CXR-Age was developed using CXR from 116,035 individuals and validated in 2 held-out testing sets: 1) 75% of the CXR arm of PLCO (Prostate, Lung, Colorectal, and Ovarian Cancer Screening Trial) (N = 40,967); and 2) the CXR arm of NLST (National Lung Screening Trial) (N = 5,414). CXR-Age was compared to chronological age and a multivariable regression model of chronological age, risk factors, and radiograph findings to predict all-cause and cardiovascular mortality with a maximum 23 years and 13 years of follow-up, respectively. The primary outcome was observed mortality; results are provided for the testing datasets only.

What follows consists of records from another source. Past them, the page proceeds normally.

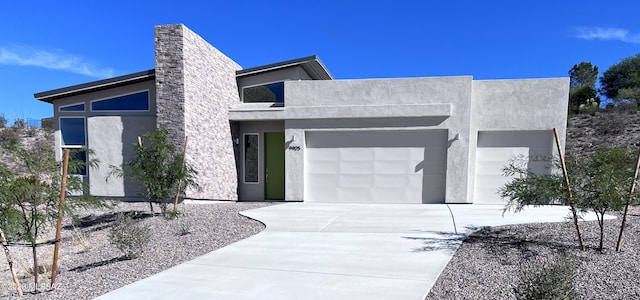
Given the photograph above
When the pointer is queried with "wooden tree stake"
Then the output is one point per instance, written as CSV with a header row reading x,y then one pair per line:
x,y
574,211
63,188
3,240
184,157
626,206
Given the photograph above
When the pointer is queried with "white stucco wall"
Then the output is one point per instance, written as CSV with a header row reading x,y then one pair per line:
x,y
449,96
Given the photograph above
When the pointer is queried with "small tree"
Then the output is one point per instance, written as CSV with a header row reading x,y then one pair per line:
x,y
3,121
19,123
158,168
603,181
599,182
29,193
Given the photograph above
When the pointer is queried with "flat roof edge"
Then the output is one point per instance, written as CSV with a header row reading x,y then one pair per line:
x,y
49,96
303,62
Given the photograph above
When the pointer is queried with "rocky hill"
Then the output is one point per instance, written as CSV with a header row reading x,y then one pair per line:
x,y
585,132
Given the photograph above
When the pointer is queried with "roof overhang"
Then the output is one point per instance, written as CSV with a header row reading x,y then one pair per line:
x,y
311,64
50,96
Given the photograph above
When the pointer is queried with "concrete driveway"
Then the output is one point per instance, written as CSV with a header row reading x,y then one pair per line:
x,y
333,251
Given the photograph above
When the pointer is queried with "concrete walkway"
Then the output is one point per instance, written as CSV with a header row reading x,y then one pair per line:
x,y
333,251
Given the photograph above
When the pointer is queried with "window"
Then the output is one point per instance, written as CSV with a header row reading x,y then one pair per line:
x,y
72,131
72,108
272,92
251,157
73,137
130,102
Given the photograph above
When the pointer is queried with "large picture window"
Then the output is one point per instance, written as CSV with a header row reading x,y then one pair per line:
x,y
73,137
251,152
130,102
272,92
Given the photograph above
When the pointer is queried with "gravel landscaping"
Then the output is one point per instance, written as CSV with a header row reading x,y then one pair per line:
x,y
91,266
487,265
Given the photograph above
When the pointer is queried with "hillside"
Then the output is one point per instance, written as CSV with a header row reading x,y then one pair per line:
x,y
586,132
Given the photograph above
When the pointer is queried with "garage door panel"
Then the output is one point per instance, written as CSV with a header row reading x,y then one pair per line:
x,y
377,166
355,167
394,167
324,167
395,181
355,180
357,154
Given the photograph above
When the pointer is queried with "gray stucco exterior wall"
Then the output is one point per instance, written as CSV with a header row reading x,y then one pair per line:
x,y
356,95
196,87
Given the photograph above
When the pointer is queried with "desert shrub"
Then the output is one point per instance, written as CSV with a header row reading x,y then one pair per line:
x,y
611,124
31,131
548,280
19,123
9,136
129,236
47,125
159,168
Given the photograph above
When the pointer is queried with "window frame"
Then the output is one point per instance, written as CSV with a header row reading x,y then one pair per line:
x,y
84,107
84,120
263,84
75,146
244,159
121,95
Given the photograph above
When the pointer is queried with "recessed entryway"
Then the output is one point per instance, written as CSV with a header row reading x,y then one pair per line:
x,y
274,165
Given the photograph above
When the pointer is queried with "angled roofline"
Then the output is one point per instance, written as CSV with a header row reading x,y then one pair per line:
x,y
50,96
311,64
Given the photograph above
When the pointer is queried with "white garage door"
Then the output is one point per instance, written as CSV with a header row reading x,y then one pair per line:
x,y
496,148
376,166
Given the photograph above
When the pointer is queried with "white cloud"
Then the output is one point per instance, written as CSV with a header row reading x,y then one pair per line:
x,y
22,55
608,33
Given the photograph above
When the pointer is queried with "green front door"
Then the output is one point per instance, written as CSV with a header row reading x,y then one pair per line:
x,y
274,165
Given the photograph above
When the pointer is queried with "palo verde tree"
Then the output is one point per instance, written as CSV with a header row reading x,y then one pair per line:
x,y
158,168
599,182
621,82
582,87
30,193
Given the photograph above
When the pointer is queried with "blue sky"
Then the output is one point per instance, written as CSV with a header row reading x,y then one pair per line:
x,y
51,44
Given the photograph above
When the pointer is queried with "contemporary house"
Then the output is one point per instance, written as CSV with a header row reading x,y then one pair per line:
x,y
289,131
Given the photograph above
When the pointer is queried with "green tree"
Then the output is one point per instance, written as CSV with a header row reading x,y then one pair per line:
x,y
621,82
30,193
582,87
599,183
158,168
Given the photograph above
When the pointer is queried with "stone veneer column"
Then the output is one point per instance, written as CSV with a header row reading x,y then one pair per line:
x,y
170,81
196,86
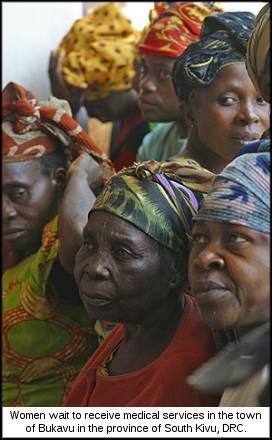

In the PLCO testing dataset, a 5-year increase in CXR-Age carried a higher risk of all-cause mortality than a 5-year increase in chronological age (CXR-Age hazard ratio [HR]: 2.26 [95% confidence interval (CI): 2.24 to 2.29] vs. chronological age HR: 1.77 [95% CI: 1.75 to 1.78]; p < 0.001). A similar pattern was found for cardiovascular mortality (CXR-Age cause-specific HR: 2.45 per 5 years [95% CI: 2.34 to 2.56] vs. chronological age HR: 1.82 per 5 years [95% CI: 1.74 to 1.90]). Similar results were seen for both outcomes in the NLST external testing dataset. Adding CXR-Age to the multivariable model resulted in significant improvements for predicting both outcomes in both testing datasets (p < 0.001 for all comparisons).
Based on a CXR image, CXR-Age predicted long-term all-cause and cardiovascular mortality.